In Nsight Compute, in the “GPU Speed of Light” section, the shared memory version shows an SM % of 70.88 and a Memory % of 63.3.

The six times slower constant memory version showed over 97% for both.

I’m therefore somewhat confused as to the purpose of this metric, as my naive understanding, (perhaps I haven’t read the docs properly), is that the higher the utilisation, the better the performance.

Here’s my hand-wavy opinion.

I think it’s possible there might be some general correlation like that (sort of like the statement that higher occupancy implies higher performance) but it certainly isn’t always the case (just like the occupancy statement isn’t always true) and I would try to avoid replacing your specific knowledge of code behavior with a general idea like that.

If we consider a kernel where the LUT access is very high (dominates kernel activity) and we further posit that the LUT accesses are to constant and on average they are not uniform by a factor of 4 then we can say that that’s going to result in approximately a 4x increase in the number of issue slots required, due to replay, each replay using up an issue slot (at least).

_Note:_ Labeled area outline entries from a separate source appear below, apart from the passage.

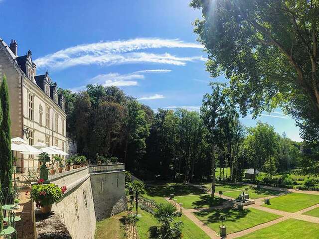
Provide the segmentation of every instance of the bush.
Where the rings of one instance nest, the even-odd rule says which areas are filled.
[[[285,186],[293,185],[296,181],[290,176],[286,177],[283,181],[283,183]]]
[[[316,181],[313,178],[308,178],[304,181],[305,187],[314,187],[316,185]]]
[[[71,166],[72,162],[73,162],[72,158],[71,157],[65,160],[65,163],[66,164],[67,166]]]
[[[40,207],[58,202],[65,190],[65,186],[59,188],[54,183],[36,184],[32,186],[30,195],[36,206]]]

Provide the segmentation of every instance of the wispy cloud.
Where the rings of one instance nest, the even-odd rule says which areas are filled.
[[[165,97],[162,95],[159,95],[158,94],[156,94],[154,96],[143,96],[141,98],[138,99],[139,101],[142,100],[158,100],[159,99],[163,99]]]
[[[136,73],[168,73],[170,72],[171,70],[165,69],[159,69],[156,70],[144,70],[143,71],[136,71]]]
[[[209,83],[209,81],[205,81],[204,80],[200,80],[199,79],[194,79],[194,80],[195,81],[197,81],[198,82],[201,82],[202,83],[206,83],[206,84]]]
[[[137,38],[124,41],[80,45],[57,51],[34,61],[38,67],[63,69],[79,65],[113,65],[134,63],[157,63],[185,65],[186,62],[205,61],[202,56],[178,57],[169,53],[157,54],[137,52],[161,48],[203,48],[202,45],[178,39]]]
[[[87,84],[98,84],[103,86],[137,86],[138,84],[138,82],[134,80],[145,78],[145,77],[143,73],[165,73],[170,71],[171,71],[170,70],[154,69],[143,70],[124,74],[121,74],[118,73],[102,74],[90,79],[87,81],[86,83]],[[70,90],[74,92],[78,92],[84,90],[85,89],[85,87],[86,85],[82,85],[71,88]]]
[[[266,115],[264,114],[262,114],[260,115],[261,116],[264,116],[266,117],[272,117],[273,118],[280,118],[280,119],[291,119],[290,117],[285,117],[284,116],[273,116],[272,115]]]
[[[165,107],[165,108],[171,110],[176,110],[176,109],[180,108],[190,111],[199,111],[200,106],[167,106],[167,107]]]
[[[275,112],[274,112],[275,113]],[[276,114],[276,113],[275,113]],[[284,116],[284,114],[282,115]],[[273,115],[269,115],[266,114],[261,114],[259,116],[260,117],[270,117],[272,118],[278,118],[278,119],[284,119],[285,120],[291,120],[291,118],[288,116],[274,116]],[[251,118],[253,117],[252,115],[248,115],[247,116],[244,117],[244,118]]]

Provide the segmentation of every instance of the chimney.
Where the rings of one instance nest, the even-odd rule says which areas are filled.
[[[15,40],[11,40],[10,49],[15,56],[18,56],[18,44],[15,41]]]

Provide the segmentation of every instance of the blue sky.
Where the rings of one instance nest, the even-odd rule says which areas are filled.
[[[206,54],[191,22],[200,12],[188,0],[0,0],[0,38],[29,49],[37,74],[48,69],[59,86],[116,85],[152,109],[197,110],[208,82]],[[257,120],[300,141],[299,129],[280,109]],[[247,126],[257,122],[249,116]]]

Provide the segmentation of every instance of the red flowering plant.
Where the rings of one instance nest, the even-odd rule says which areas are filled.
[[[54,183],[43,184],[44,181],[39,179],[38,184],[32,186],[31,190],[30,195],[38,208],[58,202],[67,190],[65,186],[59,188]]]

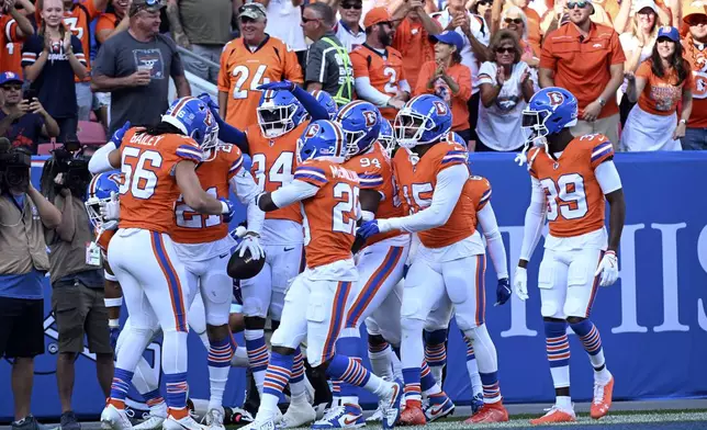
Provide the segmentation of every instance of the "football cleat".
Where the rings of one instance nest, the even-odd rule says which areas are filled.
[[[454,404],[445,392],[427,396],[427,405],[423,408],[427,422],[436,421],[454,412]]]
[[[614,376],[606,384],[594,383],[594,400],[590,415],[594,419],[604,417],[611,407],[611,395],[614,393]]]
[[[357,429],[366,426],[361,407],[354,404],[346,404],[333,407],[312,428],[324,429]]]

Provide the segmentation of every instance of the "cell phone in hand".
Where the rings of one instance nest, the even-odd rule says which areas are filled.
[[[36,90],[29,88],[24,91],[24,100],[26,100],[27,102],[32,103],[34,100],[36,100],[36,98],[37,98]]]

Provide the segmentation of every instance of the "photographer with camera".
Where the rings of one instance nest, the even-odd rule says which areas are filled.
[[[88,170],[92,148],[66,142],[44,165],[42,193],[61,211],[61,224],[46,229],[49,247],[52,309],[59,333],[56,380],[61,403],[61,430],[78,430],[71,409],[77,355],[83,351],[83,336],[96,354],[98,383],[110,396],[113,378],[113,348],[104,304],[103,265],[100,249],[85,205],[91,181]]]
[[[0,137],[0,358],[14,359],[13,430],[42,428],[30,404],[34,357],[44,353],[42,280],[49,270],[44,228],[61,223],[59,210],[32,186],[31,165],[26,148],[12,148]]]
[[[44,110],[34,90],[27,90],[23,97],[23,83],[12,71],[0,73],[0,93],[4,97],[4,105],[0,108],[0,137],[36,155],[40,136],[57,137],[59,125]]]

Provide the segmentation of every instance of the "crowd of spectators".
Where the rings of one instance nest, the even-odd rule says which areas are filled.
[[[559,86],[580,101],[575,134],[604,133],[617,150],[707,149],[700,1],[0,3],[0,135],[33,154],[75,140],[87,121],[108,133],[153,123],[169,79],[184,95],[190,76],[216,86],[240,128],[255,120],[258,84],[289,79],[339,105],[368,100],[390,121],[435,93],[470,150],[512,151],[526,102]]]

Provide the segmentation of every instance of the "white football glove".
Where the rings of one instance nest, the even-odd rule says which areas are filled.
[[[513,291],[521,301],[528,299],[528,270],[521,267],[516,268],[513,275]]]
[[[121,203],[117,200],[117,194],[111,192],[110,202],[100,203],[101,216],[108,220],[117,220],[121,218]]]
[[[265,251],[260,246],[260,240],[258,240],[258,236],[254,234],[246,234],[243,240],[240,240],[240,244],[236,247],[238,257],[243,258],[246,253],[246,249],[250,251],[250,257],[252,257],[254,260],[260,260],[265,256]]]
[[[604,253],[602,261],[599,261],[599,267],[596,269],[594,275],[598,276],[599,273],[602,274],[599,285],[609,286],[616,282],[618,279],[618,258],[616,257],[616,252],[606,251],[606,253]]]

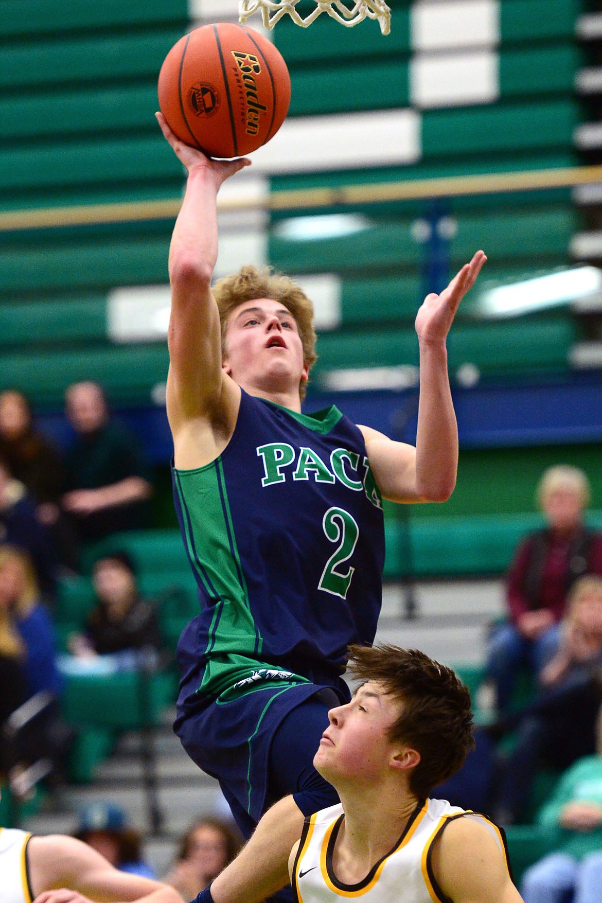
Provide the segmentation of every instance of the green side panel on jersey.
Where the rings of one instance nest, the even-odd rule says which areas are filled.
[[[265,398],[264,400],[267,401]],[[328,435],[343,416],[335,405],[320,408],[320,411],[316,411],[314,414],[301,414],[300,411],[292,411],[290,408],[283,407],[273,401],[268,402],[268,404],[272,405],[273,407],[280,408],[281,411],[286,411],[298,424],[307,426],[308,429],[313,430],[314,433],[320,433],[322,436]]]
[[[262,638],[249,606],[221,459],[176,470],[175,478],[193,570],[217,600],[199,692],[218,696],[258,666]]]

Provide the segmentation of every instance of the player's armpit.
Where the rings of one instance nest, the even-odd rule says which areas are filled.
[[[371,426],[359,426],[370,469],[384,498],[392,502],[421,502],[416,485],[416,449],[396,442]]]
[[[292,850],[291,851],[291,855],[289,856],[289,878],[291,879],[291,884],[292,884],[292,872],[294,870],[295,859],[297,858],[297,852],[299,851],[300,843],[301,840],[298,840],[297,842],[292,847]]]
[[[521,903],[499,843],[474,818],[450,821],[431,855],[437,883],[453,903]]]

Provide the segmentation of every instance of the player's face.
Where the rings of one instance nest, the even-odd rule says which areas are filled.
[[[231,312],[224,368],[243,388],[288,392],[307,379],[294,317],[280,303],[259,298]]]
[[[334,787],[356,780],[382,780],[397,745],[389,730],[399,717],[399,703],[375,683],[364,684],[350,703],[329,712],[329,727],[313,764]]]

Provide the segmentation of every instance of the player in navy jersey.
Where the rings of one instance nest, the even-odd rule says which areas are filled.
[[[477,252],[418,313],[416,448],[356,426],[336,407],[303,414],[316,357],[310,302],[290,279],[254,267],[211,289],[217,194],[248,161],[208,160],[157,117],[189,171],[170,249],[167,413],[201,613],[178,647],[175,729],[219,779],[247,837],[257,825],[211,886],[215,903],[254,903],[287,883],[304,816],[337,801],[313,755],[328,710],[348,699],[347,646],[374,639],[382,497],[443,501],[453,490],[445,343],[486,257]]]

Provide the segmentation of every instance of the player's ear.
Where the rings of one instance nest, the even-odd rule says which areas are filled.
[[[421,760],[421,754],[417,749],[412,749],[410,746],[403,746],[398,749],[389,759],[392,768],[399,771],[407,771],[408,768],[415,768]]]

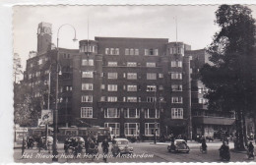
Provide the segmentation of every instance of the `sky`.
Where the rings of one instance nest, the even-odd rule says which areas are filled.
[[[22,58],[23,69],[29,52],[36,51],[37,26],[52,24],[52,42],[63,24],[76,28],[78,40],[95,36],[168,38],[190,44],[192,49],[207,47],[219,28],[214,24],[218,6],[16,6],[13,10],[14,53]],[[250,6],[256,11],[256,6]],[[256,18],[256,12],[253,12]],[[89,24],[88,24],[89,23]],[[89,29],[88,29],[89,25]],[[89,31],[89,36],[88,36]],[[59,47],[78,49],[74,29],[63,27]]]

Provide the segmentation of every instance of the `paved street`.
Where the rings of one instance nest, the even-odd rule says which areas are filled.
[[[189,153],[169,153],[167,151],[167,144],[158,142],[158,144],[154,144],[152,142],[135,142],[130,143],[131,146],[134,147],[134,155],[137,158],[108,158],[108,162],[221,162],[219,157],[219,148],[222,144],[221,141],[214,141],[208,142],[208,152],[201,153],[199,150],[200,143],[194,141],[188,141],[188,145],[190,146]],[[100,145],[100,144],[99,144]],[[111,147],[111,144],[110,144]],[[231,149],[230,161],[239,161],[239,162],[249,162],[249,161],[256,161],[256,160],[248,160],[247,155],[245,152],[234,152],[233,143],[229,143],[229,147]],[[93,162],[90,158],[82,158],[84,153],[82,154],[81,158],[66,158],[64,157],[64,150],[63,150],[63,143],[58,144],[59,148],[59,162]],[[99,155],[102,153],[101,147],[99,146]],[[29,155],[27,158],[21,158],[21,148],[16,148],[14,150],[14,159],[15,162],[51,162],[50,156],[51,154],[48,153],[46,150],[41,150],[40,154],[38,153],[37,149],[26,149],[25,153]],[[32,157],[30,157],[32,156]],[[44,157],[43,157],[44,156]],[[40,158],[39,158],[40,157]],[[102,158],[98,157],[94,160],[94,162],[102,162]]]

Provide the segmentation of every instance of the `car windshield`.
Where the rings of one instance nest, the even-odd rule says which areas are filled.
[[[124,144],[128,144],[127,140],[119,140],[117,141],[118,144],[124,145]]]

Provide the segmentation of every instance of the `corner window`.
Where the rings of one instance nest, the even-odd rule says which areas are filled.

So if my shared memory code requires X transactions to the LUT, and the constant memory version requires 4X “transactions”, and the LUT accesses dominate the kernel activity, it stands to reason that the SM will be “busier”. Remember, a replay has no dependencies (by definition), it is always “issuable”. A replay uses an issue slot but never stalls. Therefore it’s the most easily schedulable entity.

That’s going to drive up the apparent utilization. But none of that negates the fact that you now need approximately 4X issue slots to do the same work. So unless your shared kernel issue slot utilization was at or below 25%, the constant version is going to have a negative impact on code throughput.

Hi Robert,

I agree and certainly have experience of highly performant, low occupancy kernels. I think perhaps it’s a matter of presentation. If the SOL metrics were listed like the occupancy ones, the perception would be different, (speaking for myself), as opposed to prominent bar graphs, which perhaps overemphasize importance.